Though these are not the object of the movie, the glimpses of America circa 1973 are of some interest, just to see how things have changed just in the course of my lifetime (I was 3 then). The fashions and hair of course were atrocious, though that is a minor point. Most of the regular people over age 45 or so look much older than people the same age do now; their skin is sallow and rather nasty-looking--I remember this in the older people I knew at the time too--perhaps from smoking and drinking too much hard liquor. A one point they were interviewing a soldier who had been a POW for seven years on the back stoop of his parents' house in New Jersey and the screen door and the iron railing were the exact same ones that my grandmother had at the time.
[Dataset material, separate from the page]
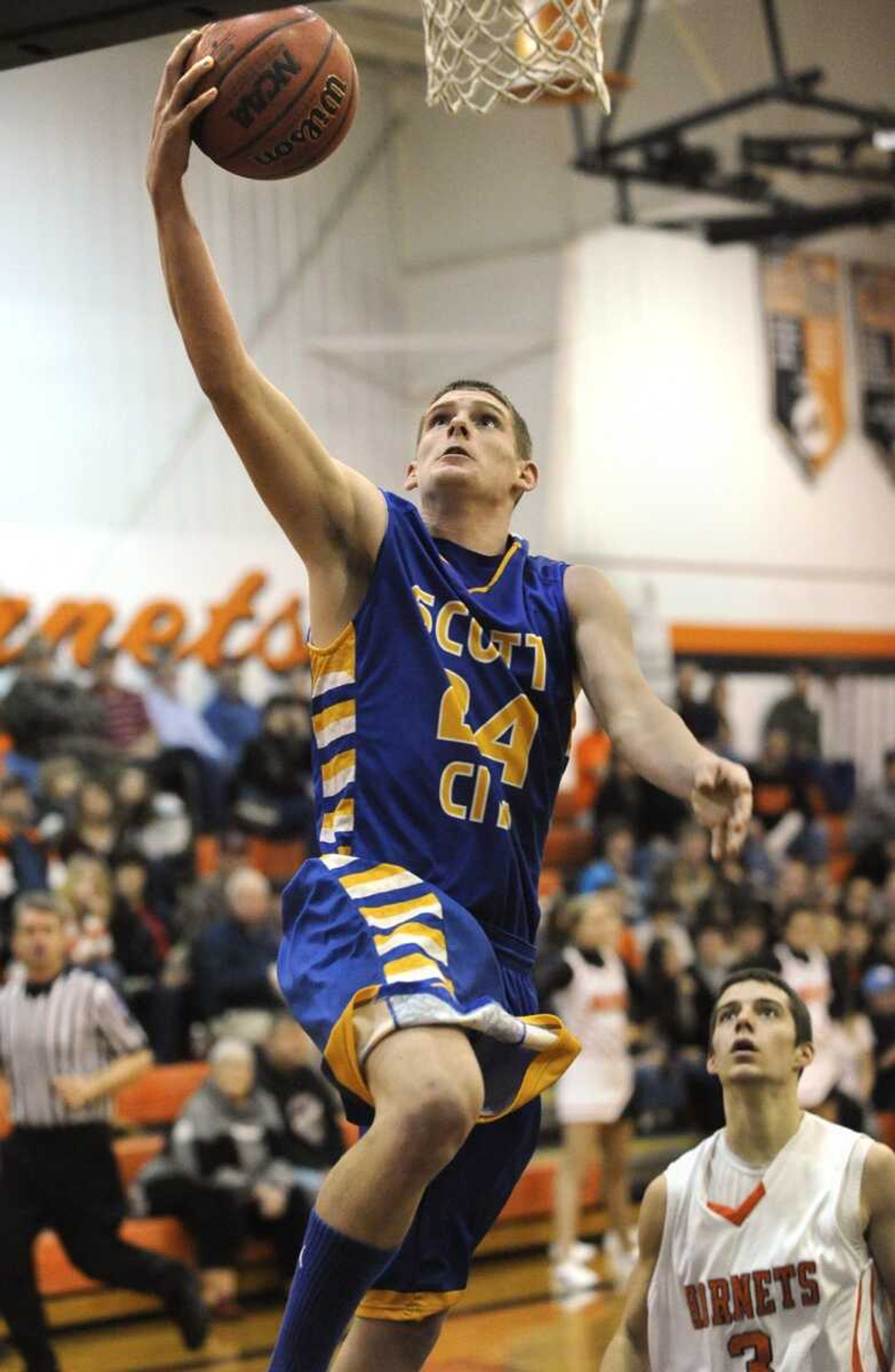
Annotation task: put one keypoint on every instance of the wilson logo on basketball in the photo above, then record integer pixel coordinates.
(313, 124)
(260, 97)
There was a section where they interspersed scenes from a high school football game in Ohio with some of the war footage, including a genuinely insane halftime speech delivered by one of the coaches, which did not quite work, though there was an awesomely cute cheerleader who admitted to the camera that she was too wrapped up in her own life to think much about the war in Vietnam.
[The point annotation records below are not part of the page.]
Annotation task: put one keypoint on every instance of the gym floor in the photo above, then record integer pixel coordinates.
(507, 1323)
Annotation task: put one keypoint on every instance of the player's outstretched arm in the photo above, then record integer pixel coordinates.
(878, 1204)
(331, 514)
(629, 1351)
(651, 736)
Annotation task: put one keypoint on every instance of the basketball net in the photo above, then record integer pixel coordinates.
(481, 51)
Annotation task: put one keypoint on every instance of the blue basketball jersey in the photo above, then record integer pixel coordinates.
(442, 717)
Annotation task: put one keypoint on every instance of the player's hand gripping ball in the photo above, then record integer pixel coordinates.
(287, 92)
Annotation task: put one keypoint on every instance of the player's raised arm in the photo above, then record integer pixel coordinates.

It is ironic that global communism, which wide swathes of the American populace were so obsessed with for so long to, at times, the point of madness, at the moment looks like it may have been the best thing that ever happened to the American laboring classes.
This film was produced of course by the legendary so-cool-it-was-actually-scary 70s Hollywood mogul Bert Schneider, who was one of the more interesting characters of that era to me. His rougish production company backed Easy Rider and Five Easy Pieces among other iconic films of the era. Babes and cocaine were part of the workday at the BBS offices. Given how cool he was, his downfall shortly after this film is puzzling to me. I guess he made some powerful enemies, but still, a guy with that much charisma and sense for the business seems like he should not have receded from any position of influence that easily.
The 4th movie in these sets always gets the sloppiest review. I know I should cut them down, and do one post, one movie, but then I might be tempted to go on forever about each movie and I don't want to do that.